Incorporate background research about this topic. This background information will include information you find in an article, website, or book. Please source this background information within the essay or if you have multiple sources, include a bibliography. I am not particular about the format of this bibliography. If you need help finding articles, I am happy to help you and/or show you how to search the MC Library Database.

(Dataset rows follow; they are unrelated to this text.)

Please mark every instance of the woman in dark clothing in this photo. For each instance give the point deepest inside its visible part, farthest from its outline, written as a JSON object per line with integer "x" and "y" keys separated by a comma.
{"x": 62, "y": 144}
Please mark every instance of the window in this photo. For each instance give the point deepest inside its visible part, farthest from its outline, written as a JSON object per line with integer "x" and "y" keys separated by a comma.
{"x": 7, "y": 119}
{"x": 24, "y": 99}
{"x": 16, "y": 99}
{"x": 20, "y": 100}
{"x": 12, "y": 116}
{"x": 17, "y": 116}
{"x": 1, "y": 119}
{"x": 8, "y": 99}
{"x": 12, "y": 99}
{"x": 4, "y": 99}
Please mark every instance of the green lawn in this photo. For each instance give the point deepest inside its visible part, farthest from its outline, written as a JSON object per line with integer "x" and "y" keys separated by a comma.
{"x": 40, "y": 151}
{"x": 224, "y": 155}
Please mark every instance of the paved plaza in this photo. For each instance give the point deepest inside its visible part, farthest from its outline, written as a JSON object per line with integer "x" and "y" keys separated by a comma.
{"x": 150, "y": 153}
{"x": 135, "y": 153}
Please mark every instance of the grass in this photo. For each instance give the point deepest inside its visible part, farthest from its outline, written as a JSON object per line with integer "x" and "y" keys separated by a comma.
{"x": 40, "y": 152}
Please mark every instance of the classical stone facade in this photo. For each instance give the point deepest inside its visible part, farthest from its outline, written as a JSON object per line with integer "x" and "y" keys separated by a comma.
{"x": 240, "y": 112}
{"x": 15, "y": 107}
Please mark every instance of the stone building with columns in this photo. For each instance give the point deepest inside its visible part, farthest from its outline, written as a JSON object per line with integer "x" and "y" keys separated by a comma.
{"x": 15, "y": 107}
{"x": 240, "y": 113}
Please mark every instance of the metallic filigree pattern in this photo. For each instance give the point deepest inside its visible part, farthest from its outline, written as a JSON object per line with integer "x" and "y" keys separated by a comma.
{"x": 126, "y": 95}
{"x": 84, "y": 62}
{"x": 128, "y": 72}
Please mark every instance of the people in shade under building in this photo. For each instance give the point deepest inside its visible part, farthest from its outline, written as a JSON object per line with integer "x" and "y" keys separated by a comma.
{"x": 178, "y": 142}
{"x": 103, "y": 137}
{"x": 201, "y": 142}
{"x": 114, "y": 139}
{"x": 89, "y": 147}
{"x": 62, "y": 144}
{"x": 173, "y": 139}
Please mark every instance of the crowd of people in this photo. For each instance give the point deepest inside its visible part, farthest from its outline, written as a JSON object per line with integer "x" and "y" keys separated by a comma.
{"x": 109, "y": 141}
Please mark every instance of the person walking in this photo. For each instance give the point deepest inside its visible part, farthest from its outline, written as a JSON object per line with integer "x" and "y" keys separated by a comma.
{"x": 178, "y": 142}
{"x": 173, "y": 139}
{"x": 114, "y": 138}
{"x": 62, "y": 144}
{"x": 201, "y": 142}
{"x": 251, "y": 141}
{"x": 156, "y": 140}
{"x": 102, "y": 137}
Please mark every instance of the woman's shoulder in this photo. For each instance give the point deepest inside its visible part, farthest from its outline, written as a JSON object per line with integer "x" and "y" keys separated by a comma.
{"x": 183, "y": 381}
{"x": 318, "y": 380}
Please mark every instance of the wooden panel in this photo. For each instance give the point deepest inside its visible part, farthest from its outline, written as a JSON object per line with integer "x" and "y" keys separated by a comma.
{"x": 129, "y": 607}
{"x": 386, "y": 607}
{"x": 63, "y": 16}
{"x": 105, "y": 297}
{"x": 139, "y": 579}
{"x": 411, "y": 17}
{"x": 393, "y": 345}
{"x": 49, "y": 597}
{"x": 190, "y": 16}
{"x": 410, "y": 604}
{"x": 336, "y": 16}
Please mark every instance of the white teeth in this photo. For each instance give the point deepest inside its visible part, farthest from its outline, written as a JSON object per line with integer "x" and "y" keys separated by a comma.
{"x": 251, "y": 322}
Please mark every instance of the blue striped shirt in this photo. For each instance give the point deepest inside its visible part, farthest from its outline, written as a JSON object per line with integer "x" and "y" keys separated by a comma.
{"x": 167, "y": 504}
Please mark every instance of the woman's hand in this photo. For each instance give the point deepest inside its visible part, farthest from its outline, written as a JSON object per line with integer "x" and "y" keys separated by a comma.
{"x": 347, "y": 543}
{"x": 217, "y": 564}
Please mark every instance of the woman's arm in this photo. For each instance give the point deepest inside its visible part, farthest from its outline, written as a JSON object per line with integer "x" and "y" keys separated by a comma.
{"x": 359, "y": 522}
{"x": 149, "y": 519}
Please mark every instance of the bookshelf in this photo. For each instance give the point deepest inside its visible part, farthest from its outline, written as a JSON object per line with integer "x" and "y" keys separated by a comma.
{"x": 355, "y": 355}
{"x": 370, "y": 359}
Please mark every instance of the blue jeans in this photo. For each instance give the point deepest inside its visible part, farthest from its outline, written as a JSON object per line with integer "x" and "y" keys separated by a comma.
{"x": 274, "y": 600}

Greenhouse gases can be defined by several pollutants including, Carbon Dioxide, Methane, Nitrous Oxide, and fluorinated gases. These gases affect the atmosphere in different ways, but all are detrimental to life as we know it. (https://www.epa.gov/ghgemissions/overview-greenhouse-gases) If we want to keep a vast majority of our ecosystems alive we need to cut our emissions drastically. With only a small increase in the Earth’s temperature, this will cause drastic changes across the world. We have already started to see many causes. Draughts and an increase in sea levels are already being seen. Wildlife is being affected as well. The rise in sea temperatures has cause sea turtles to have an overpopulation of females. “Research shows that if a turtle’s eggs incubate below 81.86 Fahrenheit, the turtle hatchlings will be male. If the eggs incubate above 87.8° Fahrenheit, however, the hatchlings will be female. Temperatures that fluctuate between the two extremes will produce a mix of male and female baby turtles” (https://oceanservice.noaa.gov/facts/temperature-dependent.html#:~:text=Research%20shows%20that%20if%20a,male%20and%20female%20baby%20turtles.) Too many of one sex will cause the species to go extinct. One species going extinct has detrimental effects on the food chain causing a worse chain reaction. That will throw off the balance of an ecosystem.

What the visualization represents, any interesting patterns or surprises that arise within the visualization, and anything that could have been shown that you could not get to work or that you wished you could have included.

As a leader in manufactoring, I was surprised to see the US, not in the top 10 of GHG emissions per Capita in the world. I am assuming it is due to the large rural population in the middle of the country to help the numbers go down. Similar to China being ranked 42nd. Even with its large urban population, they have a largely rural population to the west of the coast line cities. The largest offenders of the GHG emissions per capita are the smaller urbanized countries without many regulations.